Michigan is getting more national attention--for the wrong reason.
Most Michigan residents are familiar with the recall petition drive against House Speaker Andy Dillon (D). The more savvy among them may even be familiar with how petition gatherers were harassed by police, township supervisors, and (naturally) Dillon and Democratic supporters.
Despite these obstacles petition gatherers collected 15,000+ signatures and filed them with the state--only to have them rejected by Michigan Secretary of State, Terri Lynn Land (R).
When I said national attention in the title I meant the attention of nationally syndicated columnist and radio host Paul Jacob. His recent article, The Rule of Law v. The Rule of Land, points out again how Michigan is again seems to be coming up on the short-end of the stick.

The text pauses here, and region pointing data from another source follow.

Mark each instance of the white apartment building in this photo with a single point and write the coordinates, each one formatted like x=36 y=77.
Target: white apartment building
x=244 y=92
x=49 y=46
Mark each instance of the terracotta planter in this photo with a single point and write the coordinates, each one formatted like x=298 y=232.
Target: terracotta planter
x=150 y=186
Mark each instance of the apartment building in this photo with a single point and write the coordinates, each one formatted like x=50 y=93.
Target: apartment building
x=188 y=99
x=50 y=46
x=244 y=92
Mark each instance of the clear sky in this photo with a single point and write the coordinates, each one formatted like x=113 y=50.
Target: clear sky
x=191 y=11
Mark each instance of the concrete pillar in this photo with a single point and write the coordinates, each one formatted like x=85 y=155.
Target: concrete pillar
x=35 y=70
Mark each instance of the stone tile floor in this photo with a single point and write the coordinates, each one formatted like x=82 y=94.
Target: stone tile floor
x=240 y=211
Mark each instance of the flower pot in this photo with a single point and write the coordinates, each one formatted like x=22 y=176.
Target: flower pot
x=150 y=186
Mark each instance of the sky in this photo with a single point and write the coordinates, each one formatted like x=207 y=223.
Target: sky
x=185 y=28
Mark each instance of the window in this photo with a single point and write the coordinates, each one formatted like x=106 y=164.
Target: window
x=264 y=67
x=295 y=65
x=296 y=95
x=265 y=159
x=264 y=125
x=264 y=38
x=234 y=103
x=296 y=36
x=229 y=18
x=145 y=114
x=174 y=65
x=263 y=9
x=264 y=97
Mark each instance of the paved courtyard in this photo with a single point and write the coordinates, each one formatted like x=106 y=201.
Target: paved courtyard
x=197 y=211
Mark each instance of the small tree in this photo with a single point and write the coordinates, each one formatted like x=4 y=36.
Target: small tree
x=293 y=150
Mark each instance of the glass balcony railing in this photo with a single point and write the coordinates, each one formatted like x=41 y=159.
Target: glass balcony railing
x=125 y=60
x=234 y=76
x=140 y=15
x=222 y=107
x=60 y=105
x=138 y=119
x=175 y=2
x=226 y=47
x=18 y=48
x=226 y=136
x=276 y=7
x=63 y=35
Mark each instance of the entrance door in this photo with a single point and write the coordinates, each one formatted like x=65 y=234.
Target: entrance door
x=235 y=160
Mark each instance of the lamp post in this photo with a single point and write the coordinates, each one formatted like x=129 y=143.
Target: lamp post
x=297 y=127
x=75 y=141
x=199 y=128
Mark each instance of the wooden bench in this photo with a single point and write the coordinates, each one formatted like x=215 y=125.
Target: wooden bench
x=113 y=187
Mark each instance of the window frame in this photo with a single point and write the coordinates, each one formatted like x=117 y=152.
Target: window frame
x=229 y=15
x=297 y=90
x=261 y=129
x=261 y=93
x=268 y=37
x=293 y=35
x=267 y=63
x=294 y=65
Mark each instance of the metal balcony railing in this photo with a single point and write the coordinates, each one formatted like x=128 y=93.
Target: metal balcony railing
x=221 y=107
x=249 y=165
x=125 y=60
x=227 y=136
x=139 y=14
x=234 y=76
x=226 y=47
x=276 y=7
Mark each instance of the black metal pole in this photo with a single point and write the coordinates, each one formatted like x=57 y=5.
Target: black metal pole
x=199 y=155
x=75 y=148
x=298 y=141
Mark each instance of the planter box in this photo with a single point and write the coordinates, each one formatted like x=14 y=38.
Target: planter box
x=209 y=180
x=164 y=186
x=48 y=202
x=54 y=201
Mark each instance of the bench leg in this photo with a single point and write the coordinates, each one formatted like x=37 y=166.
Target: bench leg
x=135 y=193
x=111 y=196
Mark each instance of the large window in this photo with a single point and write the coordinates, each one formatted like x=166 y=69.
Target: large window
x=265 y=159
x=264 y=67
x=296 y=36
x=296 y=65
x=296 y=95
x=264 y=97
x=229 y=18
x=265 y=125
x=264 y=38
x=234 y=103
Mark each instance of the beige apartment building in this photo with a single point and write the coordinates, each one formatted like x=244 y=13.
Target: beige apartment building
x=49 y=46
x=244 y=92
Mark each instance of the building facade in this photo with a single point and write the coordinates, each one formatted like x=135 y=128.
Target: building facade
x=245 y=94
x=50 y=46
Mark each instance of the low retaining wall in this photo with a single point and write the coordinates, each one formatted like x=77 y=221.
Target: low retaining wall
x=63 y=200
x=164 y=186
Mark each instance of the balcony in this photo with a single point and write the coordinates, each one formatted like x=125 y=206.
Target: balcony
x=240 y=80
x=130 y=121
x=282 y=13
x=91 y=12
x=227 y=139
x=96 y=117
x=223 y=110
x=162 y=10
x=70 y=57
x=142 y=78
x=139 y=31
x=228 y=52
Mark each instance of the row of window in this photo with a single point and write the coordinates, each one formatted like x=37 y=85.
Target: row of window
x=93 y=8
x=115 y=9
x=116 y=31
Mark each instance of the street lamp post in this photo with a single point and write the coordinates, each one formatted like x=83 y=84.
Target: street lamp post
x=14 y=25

Having recently participated in gathering signatures for Ferndale's No PSD initiative and seeing first-hand how some parties directly affected by bad legislation aren't able to collect petition signatures against those same laws.
In the case of the PSD, the business owners that had to pay the Principal Shopping District tax (PSD) aren't allowed, by Ms. Land's rules, to collect petition signatures against it. Business owners had to rely on residents to do much of the work for them. Despite business owners' not-insignificant investment in our community they can not collect signatures because many aren't registered Ferndale electors.
That's not right. It's glad to know the Supreme Court agrees with me. It's disappointing to discover our secretary of state either disagrees or is ignorant of the issue. I suspect that after the appeal of her ruling she'll become more familiar with Buckley v ACLF.